The top 10 trends in e-commerce development for 2020 | Forte Group

The top 10 trends in
e-commerce development

Each year, e-commerce grows and changes at such a rapid rate that it can be difficult to keep up. Organizations that sell their products online not only need to make the purchasing experience as fluid and easy as possible, but also must stay ahead of new technologies and features that improve customer experience.

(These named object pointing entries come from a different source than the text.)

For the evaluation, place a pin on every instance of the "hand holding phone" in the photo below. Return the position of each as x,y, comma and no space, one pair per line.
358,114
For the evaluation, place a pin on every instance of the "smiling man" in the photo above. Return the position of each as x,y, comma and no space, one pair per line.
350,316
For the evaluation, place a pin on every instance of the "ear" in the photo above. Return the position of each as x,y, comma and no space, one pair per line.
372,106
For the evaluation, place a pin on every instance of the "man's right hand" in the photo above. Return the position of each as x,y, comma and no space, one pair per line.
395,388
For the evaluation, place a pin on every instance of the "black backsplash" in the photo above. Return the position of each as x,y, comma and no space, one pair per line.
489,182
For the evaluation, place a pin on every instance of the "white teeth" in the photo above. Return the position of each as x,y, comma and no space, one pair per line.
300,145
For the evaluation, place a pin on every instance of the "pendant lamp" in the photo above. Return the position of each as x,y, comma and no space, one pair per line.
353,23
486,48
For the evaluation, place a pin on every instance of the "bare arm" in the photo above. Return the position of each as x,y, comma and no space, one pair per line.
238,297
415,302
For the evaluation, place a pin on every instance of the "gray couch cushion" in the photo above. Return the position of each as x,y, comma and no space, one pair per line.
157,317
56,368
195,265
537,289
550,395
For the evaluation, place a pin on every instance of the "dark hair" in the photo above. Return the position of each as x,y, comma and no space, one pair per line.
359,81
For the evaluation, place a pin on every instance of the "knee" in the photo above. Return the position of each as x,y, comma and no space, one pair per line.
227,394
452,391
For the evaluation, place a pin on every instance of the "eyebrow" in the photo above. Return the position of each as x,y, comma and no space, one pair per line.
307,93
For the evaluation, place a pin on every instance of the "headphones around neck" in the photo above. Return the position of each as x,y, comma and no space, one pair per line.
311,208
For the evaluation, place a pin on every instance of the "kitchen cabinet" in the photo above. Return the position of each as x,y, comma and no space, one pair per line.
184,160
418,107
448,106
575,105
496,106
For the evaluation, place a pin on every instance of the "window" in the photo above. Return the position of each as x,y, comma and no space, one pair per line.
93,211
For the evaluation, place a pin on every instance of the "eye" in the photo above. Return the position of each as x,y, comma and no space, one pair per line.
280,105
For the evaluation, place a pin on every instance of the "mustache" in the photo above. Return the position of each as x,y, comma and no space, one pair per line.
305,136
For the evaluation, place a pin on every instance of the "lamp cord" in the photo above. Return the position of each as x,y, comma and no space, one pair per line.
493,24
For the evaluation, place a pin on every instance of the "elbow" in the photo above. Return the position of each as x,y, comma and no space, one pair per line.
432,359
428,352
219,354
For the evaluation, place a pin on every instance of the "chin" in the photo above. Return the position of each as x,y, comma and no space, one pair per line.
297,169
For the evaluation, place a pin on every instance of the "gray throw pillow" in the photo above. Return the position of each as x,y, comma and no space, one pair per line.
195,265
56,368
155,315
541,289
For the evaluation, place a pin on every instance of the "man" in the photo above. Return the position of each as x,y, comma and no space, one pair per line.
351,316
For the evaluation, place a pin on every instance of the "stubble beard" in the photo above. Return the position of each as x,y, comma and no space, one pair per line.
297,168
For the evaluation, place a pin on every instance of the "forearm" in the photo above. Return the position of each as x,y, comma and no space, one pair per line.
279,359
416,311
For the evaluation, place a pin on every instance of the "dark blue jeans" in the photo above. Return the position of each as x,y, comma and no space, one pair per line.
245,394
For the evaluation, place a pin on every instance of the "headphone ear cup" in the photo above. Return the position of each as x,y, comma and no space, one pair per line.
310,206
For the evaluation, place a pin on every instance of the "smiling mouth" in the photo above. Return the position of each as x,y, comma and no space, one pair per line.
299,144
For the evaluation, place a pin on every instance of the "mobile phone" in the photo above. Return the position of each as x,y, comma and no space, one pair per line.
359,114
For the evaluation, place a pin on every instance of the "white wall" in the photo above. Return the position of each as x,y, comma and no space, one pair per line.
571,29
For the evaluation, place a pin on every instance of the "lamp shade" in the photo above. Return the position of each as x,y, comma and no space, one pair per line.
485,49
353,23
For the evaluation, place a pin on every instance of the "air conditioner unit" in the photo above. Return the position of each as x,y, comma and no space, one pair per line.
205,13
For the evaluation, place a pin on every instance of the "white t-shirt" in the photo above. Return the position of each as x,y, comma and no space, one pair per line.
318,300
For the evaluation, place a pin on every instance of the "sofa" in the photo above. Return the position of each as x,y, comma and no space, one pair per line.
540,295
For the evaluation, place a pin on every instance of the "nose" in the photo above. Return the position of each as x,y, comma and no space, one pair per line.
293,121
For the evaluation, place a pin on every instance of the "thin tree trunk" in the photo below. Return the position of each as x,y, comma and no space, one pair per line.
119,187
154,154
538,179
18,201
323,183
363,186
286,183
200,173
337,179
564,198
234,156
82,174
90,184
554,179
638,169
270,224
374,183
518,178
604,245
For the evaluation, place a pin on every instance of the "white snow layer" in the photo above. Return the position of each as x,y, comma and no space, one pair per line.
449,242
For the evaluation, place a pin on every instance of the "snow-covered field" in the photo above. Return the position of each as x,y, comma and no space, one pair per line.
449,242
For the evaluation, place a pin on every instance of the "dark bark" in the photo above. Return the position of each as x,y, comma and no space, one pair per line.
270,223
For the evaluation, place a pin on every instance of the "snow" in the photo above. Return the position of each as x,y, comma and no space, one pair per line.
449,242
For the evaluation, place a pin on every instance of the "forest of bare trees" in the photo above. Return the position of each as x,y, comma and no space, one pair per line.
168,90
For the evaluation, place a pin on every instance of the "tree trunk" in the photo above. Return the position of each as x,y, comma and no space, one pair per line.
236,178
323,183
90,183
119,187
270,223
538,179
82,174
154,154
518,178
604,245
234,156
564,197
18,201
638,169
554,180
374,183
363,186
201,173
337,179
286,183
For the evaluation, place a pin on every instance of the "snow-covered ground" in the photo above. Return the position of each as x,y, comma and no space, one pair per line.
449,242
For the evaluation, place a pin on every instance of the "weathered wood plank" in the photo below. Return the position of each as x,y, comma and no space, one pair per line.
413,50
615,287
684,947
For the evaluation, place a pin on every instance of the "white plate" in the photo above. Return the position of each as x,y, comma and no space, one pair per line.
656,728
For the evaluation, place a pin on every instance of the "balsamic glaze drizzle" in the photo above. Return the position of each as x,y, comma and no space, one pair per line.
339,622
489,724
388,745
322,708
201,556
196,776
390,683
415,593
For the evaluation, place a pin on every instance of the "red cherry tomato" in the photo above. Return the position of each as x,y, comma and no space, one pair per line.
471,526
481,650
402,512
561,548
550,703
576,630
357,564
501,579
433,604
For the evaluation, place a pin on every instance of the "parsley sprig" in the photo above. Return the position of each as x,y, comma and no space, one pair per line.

Predicting the future of e-commerce isn’t easy, but we spoke with a few of our in-house e-commerce experts to outline our top 10 trends in e-commerce software design and development right now.

1. AI chatbots

Investopedia defines a chatbot as a computer program that simulates human conversation through voice commands, text chats, or both. A chatbot, short for chatterbot, is an artificial intelligence (AI) feature that can be embedded and used through most major messaging applications.

Many online stores, marketplaces, and brand websites use this technology as a way to better communicate with their customers. Chatbots can answer questions and requests 24 hours a day—bots don’t need to eat or sleep, after all—and free up customer support staff from answering frequently asked questions.

Chatbots are the number one development trend on our list because, as the sophistication of chatbot technology grows, so does demand. More than 80 percent of enterprises will utilize chatbots by 2020, according to Business Insider.

Over the last five years, as chatbots have become smarter, their usefulness has expanded to sales, marketing, and customer service features. Expect this trend to continue.

“Thanks to natural language processing (NLP), we get more interactive and human experienced chatbots, they are becoming more human-like with the advancement of artificial intelligence,” Olena Kysliuk, QA specialist at Forte Group, said. “AI chatbots are increasingly used in financial services, especially as personal financial assistants.”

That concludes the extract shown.